We sincerely thank the reviewer d6q4 for the constructive feedback. Below we address each concern and clarify the raised points:
1. Similar Voice and Robustness
Please refer to Section 7 in our response to reviewer (bkoi)
2. Computational Resources
Please refer to Section 1 in our response to reviewer (bkoi)
3. Scalability and Length of Audio Samples:
We acknowledge concerns related to scalability, particularly regarding audio length requirements. From the perspective of service provider and user, we assume that the forget speakers voluntarily request their voices to be forgotten and are willing to provide audio samples specifically for the unlearning process.To alleviate the scalability concern under this assumption, we conducted experiments using data augmentation techniques leveraging the original model to generate additional training samples from as little as 1 minute of audio per forgotten speaker (as detailed in the "TGU w/ Augmentation" scenario). The results indicate substantial improvement in scalability, achieving a competitive SIM-R of 0.612 and SIM-F of 0.334 at only 48K training steps.

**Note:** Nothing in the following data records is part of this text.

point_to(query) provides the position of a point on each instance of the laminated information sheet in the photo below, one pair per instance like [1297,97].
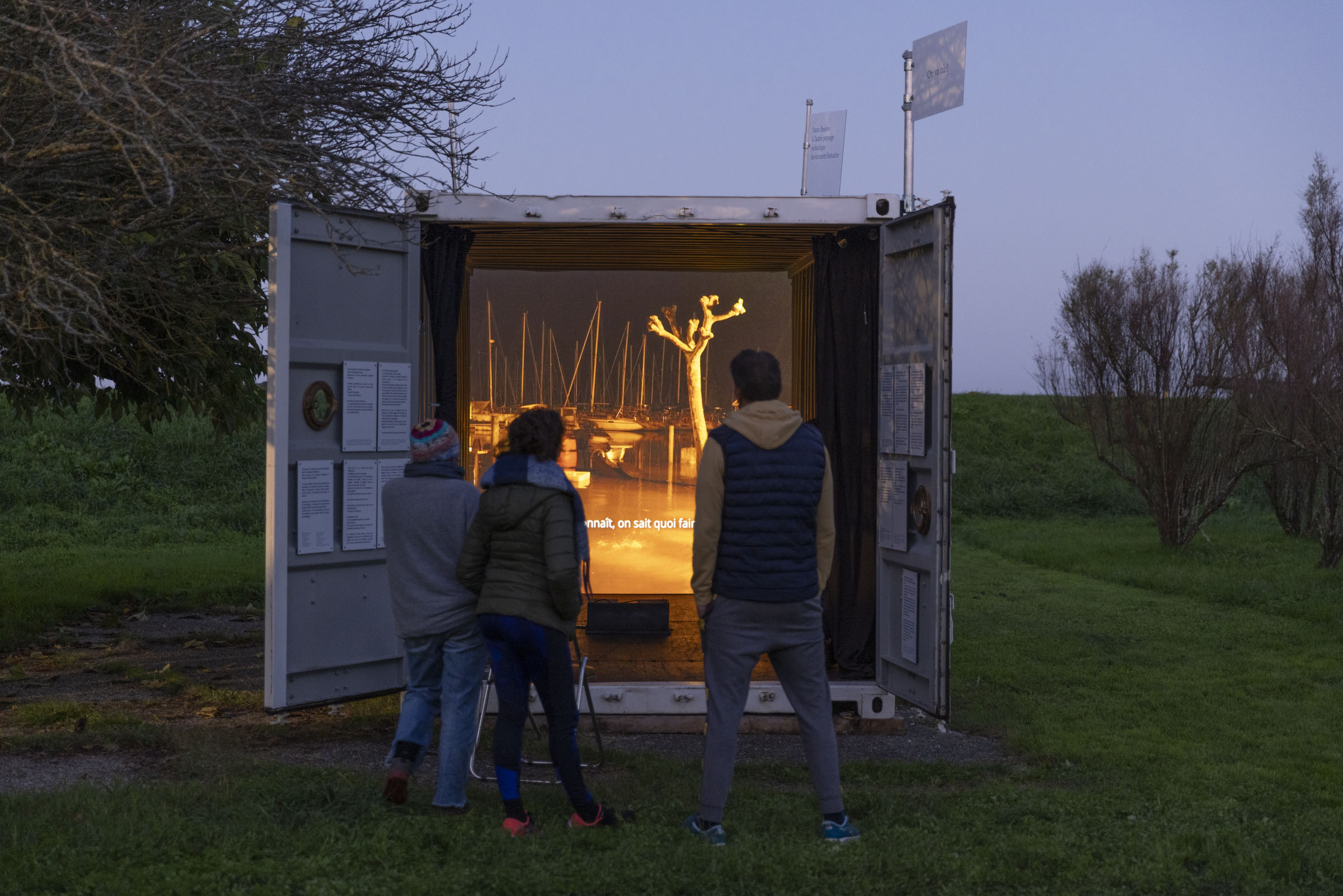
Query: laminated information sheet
[887,405]
[910,616]
[918,410]
[359,518]
[388,469]
[894,504]
[359,407]
[314,504]
[900,413]
[394,407]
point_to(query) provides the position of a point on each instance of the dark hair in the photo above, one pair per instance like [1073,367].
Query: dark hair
[538,433]
[758,375]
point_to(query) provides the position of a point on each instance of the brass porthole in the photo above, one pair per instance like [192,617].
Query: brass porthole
[320,406]
[922,511]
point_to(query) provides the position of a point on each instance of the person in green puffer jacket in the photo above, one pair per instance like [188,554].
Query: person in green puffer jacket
[525,556]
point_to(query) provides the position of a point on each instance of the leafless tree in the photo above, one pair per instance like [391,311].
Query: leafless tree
[140,148]
[1291,383]
[1140,360]
[692,344]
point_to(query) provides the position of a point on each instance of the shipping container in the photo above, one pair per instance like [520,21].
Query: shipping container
[481,307]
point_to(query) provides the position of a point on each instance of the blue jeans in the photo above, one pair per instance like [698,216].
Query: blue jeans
[524,652]
[445,682]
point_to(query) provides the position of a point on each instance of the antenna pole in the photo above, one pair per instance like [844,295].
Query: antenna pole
[907,200]
[806,144]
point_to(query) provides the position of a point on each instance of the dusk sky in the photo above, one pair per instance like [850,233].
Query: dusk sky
[1088,129]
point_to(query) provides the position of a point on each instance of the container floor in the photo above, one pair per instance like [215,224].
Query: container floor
[652,659]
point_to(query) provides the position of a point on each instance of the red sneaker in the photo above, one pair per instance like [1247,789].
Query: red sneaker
[515,828]
[605,818]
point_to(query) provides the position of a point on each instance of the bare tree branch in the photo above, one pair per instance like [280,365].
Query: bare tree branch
[142,146]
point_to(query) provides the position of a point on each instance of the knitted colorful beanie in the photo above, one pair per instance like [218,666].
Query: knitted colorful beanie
[434,440]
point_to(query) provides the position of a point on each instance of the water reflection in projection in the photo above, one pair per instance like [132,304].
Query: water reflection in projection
[640,561]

| Method | Steps | Total Duration per Forget Speaker | WER-R | SIM-R | WER-F | SIM-F |
|---|---|---|---|---|---|---|
| TGU | 145 K | 15 min | 2.5 | 0.631 | 2.4 | 0.169 |
| TGU | 48 K | 15 min | 2.7 | 0.481 | 2.7 | 0.198 |
| TGU w/ Augmentation | 48 K | 1 min | 2.6 | 0.612 | 2.6 | 0.334 |
Although these results currently show room for further optimization, ongoing exploration into advanced data augmentation is expected to continue enhancing performance and practical viability, thus minimizing audio length constraints effectively.
4. Generalizability
Model Selection We selected VoiceBox due to its state-of-the-art (SoTA) performance at the time of conducting our research. We acknowledge the reviewer's concern regarding the generalizability and comprehensiveness of our evaluations. Given that MaskGCT [4] and F5TTS [3] were very recently introduced, we recognize their importance. F5TTS shares significant similarities with VoiceBox, being based on Flow-Matching with analogous model structures. We are currently preparing experiments using F5TTS to address this concern.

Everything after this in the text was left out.